Commercialisée en 2005, en coupé ou en cabriolet, sa ligne tape à l'œil à dévisser les têtes et son gros V8 musclé, cette dernière édition devient une marque entière et ne s'est jamais autant rapprochée des sportives de compétition victorieuses aux 24 heures du Mans. Très aérodynamique (coefficient de 0,28), technologiquement au point et puissante, la Corvette reste l’objet de culte qu’elle a toujours été.
Pour éviter une prise de poids et gagner en agilité, la Corvette C6 est plus courte que la C5 (-12cm) mais bénéficie d’un empattement plus long et des pneumatiques plus grands. Ce qui lui permet d’avoir un meilleur contrôle de caisse pour digérer les routes. Elle hérite donc d’un contenu technologique enrichi voire inédit par l’arrivée des systèmes électroniques comme l’optionnel "Magnetic Selective Ride Control". Ce système d’amortissement piloté s’adapte en permanence à l’état du sol mais encore il permet de choisir ses liaisons au sol au travers de deux modes : « tourisme » ou « sport ».
Un pack performance «Z51 » est proposé et se compose notamment d’amortisseurs et de ressorts plus durs, de barres stabilisatrices de plus gros diamètres ainsi que de grands disques de freins ventilés pour évacuer rapidement la chaleur. Ainsi, châssis, direction (crémaillère à assistance magnétique variable en fonction de la vitesse), freinage ont été reprogrammés pour canaliser et surveiller les performances en hausse spectaculaires.

Toujours virile à piloter et jamais vraiment soumise, notamment sur routes mouillées, la nouvelle Corvette C6 dispense des sensations qu’aucune autre américaine n’apporte. Son antique V8 culbuté la place sur un piédestal unique et il paraît difficile de lui trouver des concurrentes directes. Surtout en regard de son prix « canon » qui explique sans doute la présence de matériaux bon marché dans l’habitacle et une finition « à l’américaine ». Puissant, le moteur « small-block » de 6 litres en position centrale avant développe 404 ch. à 6000 tr/min (couple à 546 Nm.). Une fois la mécanique en branle, à bas régime le moteur est discret et peut décevoir, dommage que le son du V8 si excitant d’habitude n’ait été sacrifié pour les normes anti-pollution. Mais les choses changent dès que l’on « ouvre ». En forte accélération le bruit du moteur est d’abord rauque et plein, puis les graves laissent la place à une sonorité plus aiguë.
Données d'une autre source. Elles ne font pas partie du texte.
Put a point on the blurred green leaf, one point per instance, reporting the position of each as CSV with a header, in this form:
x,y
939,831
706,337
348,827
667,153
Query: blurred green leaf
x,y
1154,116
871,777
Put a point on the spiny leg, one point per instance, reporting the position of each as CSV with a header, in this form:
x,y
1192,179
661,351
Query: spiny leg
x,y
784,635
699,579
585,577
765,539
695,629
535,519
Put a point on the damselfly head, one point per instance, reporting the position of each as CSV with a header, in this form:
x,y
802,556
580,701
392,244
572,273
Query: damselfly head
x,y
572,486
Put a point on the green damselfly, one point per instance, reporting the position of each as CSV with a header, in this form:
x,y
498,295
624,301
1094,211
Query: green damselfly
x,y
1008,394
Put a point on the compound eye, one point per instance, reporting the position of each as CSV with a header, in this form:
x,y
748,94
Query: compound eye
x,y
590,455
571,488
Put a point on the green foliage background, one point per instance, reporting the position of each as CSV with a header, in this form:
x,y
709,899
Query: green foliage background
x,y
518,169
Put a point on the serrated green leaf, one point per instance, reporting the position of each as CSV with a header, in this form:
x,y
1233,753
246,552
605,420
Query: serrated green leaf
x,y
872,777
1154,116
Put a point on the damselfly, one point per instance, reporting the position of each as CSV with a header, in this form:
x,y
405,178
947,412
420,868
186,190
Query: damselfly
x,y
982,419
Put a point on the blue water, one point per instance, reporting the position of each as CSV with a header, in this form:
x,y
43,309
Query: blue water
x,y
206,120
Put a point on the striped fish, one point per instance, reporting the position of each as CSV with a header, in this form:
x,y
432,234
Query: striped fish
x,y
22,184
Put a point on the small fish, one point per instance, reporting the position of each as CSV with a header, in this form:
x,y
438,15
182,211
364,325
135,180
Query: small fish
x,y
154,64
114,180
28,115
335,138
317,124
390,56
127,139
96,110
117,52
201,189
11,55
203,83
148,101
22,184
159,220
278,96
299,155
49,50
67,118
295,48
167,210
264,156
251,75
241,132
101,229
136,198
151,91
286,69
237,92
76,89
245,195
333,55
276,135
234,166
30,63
Le moteur, baptisé LS2, conserve son architecture du V8 toujours associée à une distribution simple à 2 soupapes par cylindre, culbuteurs et arbre à cames central. La corvette est équipée d’une boîte automatique ou d’une boîte manuelle à six rapports Tremec T56. La transmission tire trop long et le levier de vitesse manque de rapidité en conduite dynamique. Cela n’empêche pas la bête de réussir le 0 à 100 km/h en 4,5 s… Et d’approcher les 300 km/h. Les Américains ont réussi à contenir la consommation pour la fixer, selon les normes, à un 13 litres/100km en cycle moyen. Avec l’option de suspension magnétique, cela descend même d’un litre. En usage normal sur autoroute sa consommation peut baisser en dessous des 10 litres !

Les stylistes de GM en ont eu bien conscience en redessinant une face avant autour d’optiques exigés par l’arrivée des phares au xénon, malheureusement uniquement en feux de croisement, et une amélioration globale de l’aérodynamique. Le toit amovible en magnésium a gagné en largeur et s’accorde mieux avec les nouvelles vitres latérales plus épaisses. Les gros feux ronds arrières ont été repris et les quatre échappements centrés, agrandis et encadrés par les feux de recul lui vont à ravir. Evolution agréable, les poignées de portières ont disparu au profit de plaques tactiles dissimulées dans la feuillure de porte (une légère pression suffit pour ouvrir). L’accès à bord et le démarrage ne nécessitent pas de clé. L’intérieur est moins enchanteur, plastique bon marché, finition bâclée, présentation quelconque et ajustements aléatoires, on retombe là dans des caractéristiques typiques aux voitures de l'oncle Sam ! Cela dit, l'équipement de série est tout à fait complet. Devant les yeux du conducteur ont été rassemblés 6 cadrans dont deux principaux dédiés au compte-tours (zone rouge 6500 tours) et au compteur gradué de 20 en 20 jusqu’à 300 km/h. Pour ne pas quitter la route des yeux, le pilote peut faire appel au « Head-up Display » (affichage tête haute). Ce procédé holographique intelligent projette les principales infos dans le champ de vision du conducteur. Un bouton permet d’accéder à des menus différents et la hauteur d’affichage se règle tout comme l’intensité lumineuse. Les sièges sont ergonomiques et recouverts de cuir, ils calent bien le dos grâce à un support lombaire gonflable et atténuent les effets d’une suspension raide. On ne trouve guère d’espace de rangements dans ce cockpit mesuré mais, en se retournant, on a accès directement au coffre offrant une bonne capacité avec deux trappes à l’extrême arrière permettant d’accéder à des caches de rangement.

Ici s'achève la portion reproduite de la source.